For these purposes, two methodologies will be applied: IOM Aims for quality care framework and clinical microsystem analysis.
Using IOM Aims for quality care as a framework for communication issues it is possible to understand more clearly what the real impact of communication on both the quality and safety of hospice patients is. The Quality Chasm’s framework is comprised of 6 primary aims, which are crucial for providing safe medical care on a high level. These aims include the following: to provide safe, timely, effective, efficient, equitable, and patient-centered care (Bingham et al, 2005). Referring to the specifics of hospice patients, let us review each of the IOM separately and adjust it to our case.
Safe care
Palliative care is neither primarily concerned with life prolongation nor producing long-term remission of disease (IAHPC, 2008).
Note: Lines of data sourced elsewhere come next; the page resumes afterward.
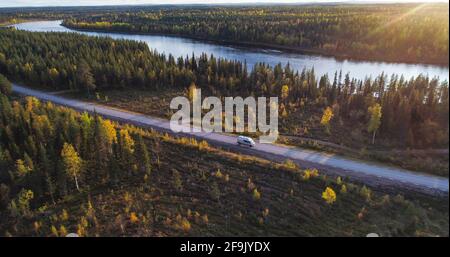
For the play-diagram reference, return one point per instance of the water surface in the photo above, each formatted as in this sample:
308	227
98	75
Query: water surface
178	46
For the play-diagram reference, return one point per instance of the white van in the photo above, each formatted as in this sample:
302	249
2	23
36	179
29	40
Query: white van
245	141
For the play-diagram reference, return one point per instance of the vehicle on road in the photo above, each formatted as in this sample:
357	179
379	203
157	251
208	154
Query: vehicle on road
242	140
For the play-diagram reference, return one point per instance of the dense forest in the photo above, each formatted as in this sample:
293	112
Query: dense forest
398	32
65	172
415	112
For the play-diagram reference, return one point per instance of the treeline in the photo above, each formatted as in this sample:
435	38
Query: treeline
415	111
397	32
49	152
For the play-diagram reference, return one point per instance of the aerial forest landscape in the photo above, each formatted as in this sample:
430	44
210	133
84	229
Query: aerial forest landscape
88	98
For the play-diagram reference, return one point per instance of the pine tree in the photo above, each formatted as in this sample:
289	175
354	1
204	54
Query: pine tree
142	156
375	120
72	162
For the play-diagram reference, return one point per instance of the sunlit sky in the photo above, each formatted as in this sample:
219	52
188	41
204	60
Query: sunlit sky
15	3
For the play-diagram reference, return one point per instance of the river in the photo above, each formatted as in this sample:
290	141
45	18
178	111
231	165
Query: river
178	46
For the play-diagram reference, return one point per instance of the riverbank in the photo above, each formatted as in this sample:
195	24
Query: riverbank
268	46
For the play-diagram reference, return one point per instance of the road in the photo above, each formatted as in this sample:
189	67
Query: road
367	172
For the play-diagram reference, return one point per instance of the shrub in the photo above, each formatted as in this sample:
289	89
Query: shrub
329	195
366	193
134	218
256	194
343	189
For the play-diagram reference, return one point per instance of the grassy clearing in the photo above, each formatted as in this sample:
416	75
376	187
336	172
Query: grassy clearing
197	190
301	128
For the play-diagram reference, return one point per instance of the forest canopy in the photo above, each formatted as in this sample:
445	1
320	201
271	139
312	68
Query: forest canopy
415	111
398	32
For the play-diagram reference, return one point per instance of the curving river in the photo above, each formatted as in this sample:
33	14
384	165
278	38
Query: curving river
178	46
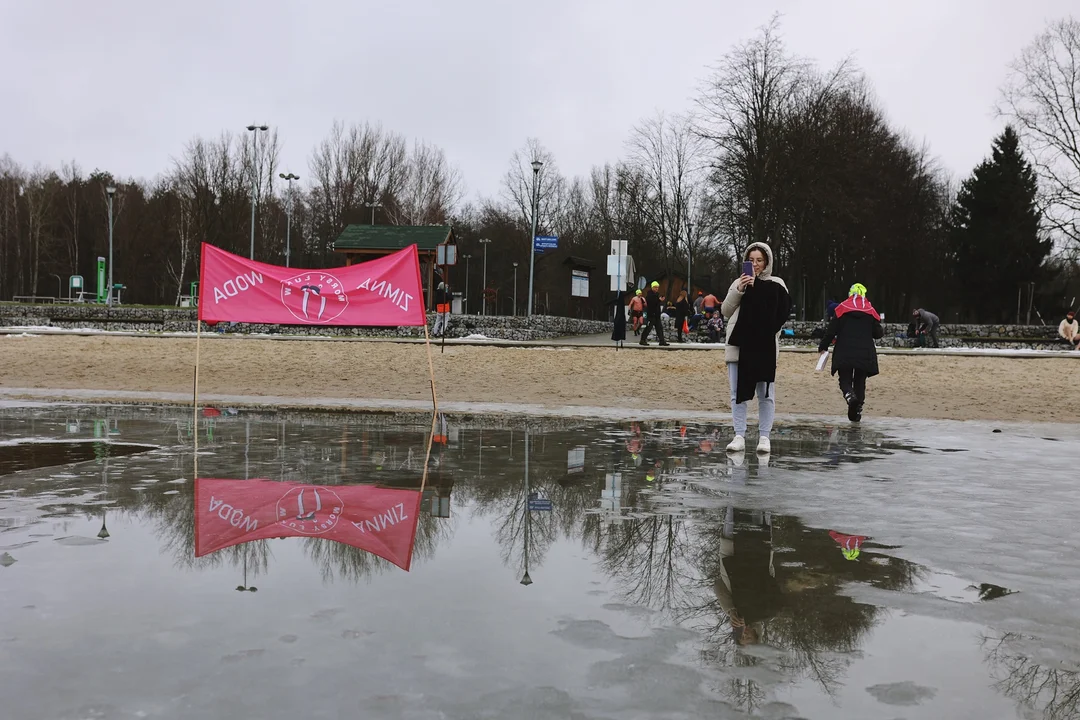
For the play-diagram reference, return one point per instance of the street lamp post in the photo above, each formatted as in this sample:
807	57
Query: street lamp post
526	580
255	148
109	192
373	205
466	303
532	250
689	282
485	242
515	289
288	212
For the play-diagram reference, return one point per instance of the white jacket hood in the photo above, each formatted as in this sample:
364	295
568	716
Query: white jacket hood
767	273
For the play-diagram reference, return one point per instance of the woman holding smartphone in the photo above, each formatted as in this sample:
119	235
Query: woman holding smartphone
756	307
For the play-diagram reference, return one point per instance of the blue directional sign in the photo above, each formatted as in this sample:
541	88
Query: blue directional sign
541	243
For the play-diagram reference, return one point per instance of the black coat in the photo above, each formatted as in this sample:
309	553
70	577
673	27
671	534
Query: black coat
619	329
764	310
854	333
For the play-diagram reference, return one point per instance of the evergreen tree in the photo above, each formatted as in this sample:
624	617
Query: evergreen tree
996	238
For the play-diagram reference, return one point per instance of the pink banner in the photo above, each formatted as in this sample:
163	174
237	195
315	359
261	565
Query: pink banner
387	291
379	520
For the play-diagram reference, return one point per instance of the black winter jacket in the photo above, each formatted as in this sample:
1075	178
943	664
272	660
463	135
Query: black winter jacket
854	333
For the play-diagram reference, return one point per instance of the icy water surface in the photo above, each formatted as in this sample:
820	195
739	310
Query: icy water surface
894	570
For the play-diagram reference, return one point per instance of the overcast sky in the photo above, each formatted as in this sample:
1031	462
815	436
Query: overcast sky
122	84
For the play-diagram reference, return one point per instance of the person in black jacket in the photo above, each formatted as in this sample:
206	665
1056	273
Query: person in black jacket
855	327
682	313
652	310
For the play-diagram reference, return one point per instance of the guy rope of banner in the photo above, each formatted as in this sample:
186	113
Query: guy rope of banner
194	398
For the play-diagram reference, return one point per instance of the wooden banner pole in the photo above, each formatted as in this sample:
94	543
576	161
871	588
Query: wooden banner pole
194	396
431	367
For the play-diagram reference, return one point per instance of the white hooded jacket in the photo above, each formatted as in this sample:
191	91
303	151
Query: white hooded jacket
730	306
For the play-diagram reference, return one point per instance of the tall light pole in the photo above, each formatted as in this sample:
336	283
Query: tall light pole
288	212
467	284
109	192
255	148
373	205
689	282
532	250
485	242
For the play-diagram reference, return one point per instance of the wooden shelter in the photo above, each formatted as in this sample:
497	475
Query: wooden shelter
367	242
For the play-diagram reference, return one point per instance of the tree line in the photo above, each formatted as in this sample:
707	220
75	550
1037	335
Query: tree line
775	149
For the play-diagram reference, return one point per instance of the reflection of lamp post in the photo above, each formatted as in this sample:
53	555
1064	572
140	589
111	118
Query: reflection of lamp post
104	532
245	587
466	303
528	516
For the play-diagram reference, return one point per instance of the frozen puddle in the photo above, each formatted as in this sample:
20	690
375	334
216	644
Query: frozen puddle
561	568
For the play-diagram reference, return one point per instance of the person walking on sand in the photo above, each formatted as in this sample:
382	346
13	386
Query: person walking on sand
755	309
682	313
443	299
1069	330
636	311
855	326
652	310
927	322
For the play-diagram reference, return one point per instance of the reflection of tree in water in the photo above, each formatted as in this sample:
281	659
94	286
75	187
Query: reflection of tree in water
817	627
650	559
1053	692
340	561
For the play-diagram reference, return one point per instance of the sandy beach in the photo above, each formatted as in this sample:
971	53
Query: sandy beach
918	386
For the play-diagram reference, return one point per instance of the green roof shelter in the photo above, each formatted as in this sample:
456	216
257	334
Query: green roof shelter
367	242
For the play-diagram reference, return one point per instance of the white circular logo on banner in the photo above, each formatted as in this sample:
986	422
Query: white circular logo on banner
309	510
314	297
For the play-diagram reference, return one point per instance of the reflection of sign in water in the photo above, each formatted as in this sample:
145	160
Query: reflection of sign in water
576	460
579	283
538	504
310	510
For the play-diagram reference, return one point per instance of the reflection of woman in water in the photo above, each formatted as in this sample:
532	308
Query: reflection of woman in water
746	585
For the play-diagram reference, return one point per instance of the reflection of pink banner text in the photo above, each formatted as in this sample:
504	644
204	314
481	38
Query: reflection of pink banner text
379	520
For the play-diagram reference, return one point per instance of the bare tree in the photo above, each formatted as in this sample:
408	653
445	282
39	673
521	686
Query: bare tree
742	106
430	190
352	166
669	155
71	176
39	191
550	186
1041	97
11	266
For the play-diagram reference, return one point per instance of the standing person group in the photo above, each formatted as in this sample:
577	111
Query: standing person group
756	307
443	299
854	326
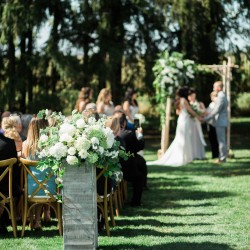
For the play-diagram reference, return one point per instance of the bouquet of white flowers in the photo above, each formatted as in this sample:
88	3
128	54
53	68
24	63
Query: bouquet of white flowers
75	139
141	118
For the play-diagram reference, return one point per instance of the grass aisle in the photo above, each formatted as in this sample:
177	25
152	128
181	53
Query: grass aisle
198	206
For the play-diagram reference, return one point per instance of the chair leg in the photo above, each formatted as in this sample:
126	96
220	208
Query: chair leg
115	195
59	218
119	195
111	211
13	218
106	220
125	190
24	216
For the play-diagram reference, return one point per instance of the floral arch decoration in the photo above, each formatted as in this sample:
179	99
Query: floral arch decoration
171	71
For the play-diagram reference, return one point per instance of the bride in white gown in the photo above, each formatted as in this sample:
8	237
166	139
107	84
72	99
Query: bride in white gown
180	151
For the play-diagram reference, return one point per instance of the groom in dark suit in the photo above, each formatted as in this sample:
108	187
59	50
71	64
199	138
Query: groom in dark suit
220	120
135	168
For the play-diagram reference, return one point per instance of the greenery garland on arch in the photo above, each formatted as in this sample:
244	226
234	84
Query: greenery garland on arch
171	71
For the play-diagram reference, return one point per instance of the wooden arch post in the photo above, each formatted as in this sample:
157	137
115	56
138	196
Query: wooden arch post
225	71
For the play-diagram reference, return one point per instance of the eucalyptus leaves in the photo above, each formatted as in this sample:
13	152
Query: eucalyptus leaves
171	72
77	138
However, it is not concerned with the shortening of a patient’s life as well. In order not to jeopardize the patient’s safety, all relative team members need to be fully apprised of the patient’s condition (Bingham et al, 2005).
Timely care
The main focus in hospice falls on the quality of life of the patients. To be able to improve the quality of the life remaining to the patient, medical staff needs to provide timely care. Here timely care is especially crucial when the patient needs relief from both physical pain and psychological fits (IAHPC, 2008). In the cases, when the nurse is a link between patient and doctor, it is crucial to inform the doctor about the patient’s pains timely. Lack of operative communication between patient, nurse, and doctor makes timely care almost impossible.
Effective care
Effective care for hospice patients suggests the provision of high-quality care during the last days of a patient’s life (IAHPC, 2008). Therefore, the effectiveness of pain relief and quelling psychological fears depends on effective communication between clinical team members. For example, if the nurse has given a certain drug to the patient, not having confirmed this with a doctor, the effectiveness of care can be significantly impaired.
Efficient care
Efficient care at the hospice cannot be provided to the patients when their pain is unrelieved. As has been mentioned previously, one of the causes of unrelieved pain is lack or ineffective communication among medical staff. Doctors need to coordinate continuously with nurses what drugs can be given, what drugs are forbidden, periodicity, frequency, etc.
Equitable care
Personality, ethnic origin, intellect, religion, and any other individual factors should not be prejudice for delivering optimal care to the patient (IAHPC, 2008). Communication among doctors and nurses and sharing some personal information might be very helpful in developing an approach to each patient.
Patient-centered care
Palliative care is not disease-oriented, but it is person-oriented. To increase the patient’s comfort at the hospice, it is preclinical staff members must communicate and not be too lazy to talk about the patient’s psychological features (IAHPC, 2008). While planning palliative care for individual patients, doctors need to communicate with nurses about the unique characteristics of the patients, which can greatly influence the suffering of the individual patient (IAHPC, 2008).
The 5P’s framework
Purpose: to provide relief from pain and other distressing symptoms (Godfrey et al., 2004).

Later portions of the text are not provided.